Artem Harutyunyan
(CERN)
Dag Larsen
(University of Bergen (NO))
Long-term preservation of scientific data represents a challenge to all experiments. Even after an experiment has reached its end of life, it may be necessary to reprocess the data. There are two aspects of long-term data preservation: "data" and "software". While data can be preserved by migration, it is more complicated for the software. Preserving source code and binaries is not enough; the full software and hardware environment is needed. Virtual machines (VMs) may offer a solution by "freezing" a virtual hardware platform "in software", where the legacy software can run in the original environment.

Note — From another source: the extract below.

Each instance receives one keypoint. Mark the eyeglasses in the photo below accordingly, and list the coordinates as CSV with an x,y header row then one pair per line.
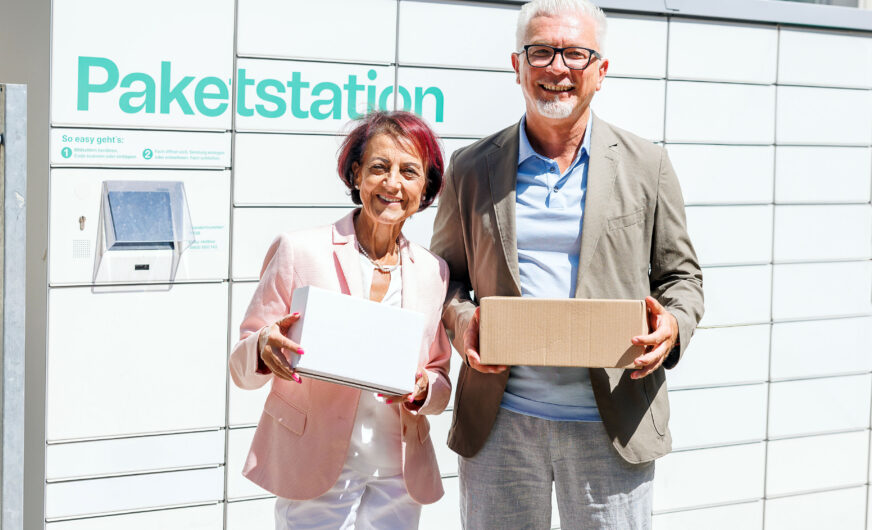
x,y
574,57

A complete infrastructure package is developed for easy deployment and management of such VMs. It is based on a dedicated distribution of Linux, CERNVM. Updated versions will be made available for new software, while older versions will still be available for legacy analysis software. Further, a HTTP-based file system, CVMFS, is used for the distribution of the software. Since multiple versions of both software and VMs are available, it is possible to process data with any software version, and a matching VM version. OpenNebula is used to deploy the VMs. Traditionally, there are many tools for managing clouds from a VM point-of-view. However, for experiments, it can be more useful to have a tool which is mainly centred around the data, but also allows for management of VMs. Therefore, a point-and-click web user interface is being developed that can (a) keep track of the processing status of all data; (b) select data to be processed and which type of processing, also selecting the version of software and matching VM; and (c) the configuration of the processing nodes, e.g. memory and number of nodes. It is preferable that the interface has an experiment-dependent module which will allow for easy adoption to various experiments. The complete package is designed to be easy to replicate on any processing site, and to scale well. Besides data preservation, this paradigm also allows for distributed cloud-computing on private and public clouds through the EC2 interface, for both legacy and contemporary experiments, e.g. NA61 and the LHC experiments.
Summary
Long-term preservation of scientific data represents a challenge to experiments, especially with regard to the analysis software. Preserving source code and binaries is not enough; the full software and hardware environment is needed. Virtual machines (VMs) make it possible to preserve hardware "in software". A complete infrastructure package is developed for easy deployment and management of VMs, based on CERNVM Linux. Older CERNVM versions will still be available for legacy software. Further, a HTTP-based file system, CVMFS, is used for the distribution of the software. It is possible to process data with any software version, and a matching VM version. Most importantly, a point-and-click web user interface is being developed for setting up the complete processing chain, including VM/software versions, number/type of processing nodes, and the particular type of analysis and data. This paradigm also allows for distributed cloud-computing on private and public clouds, for both legacy and contemporary experiments.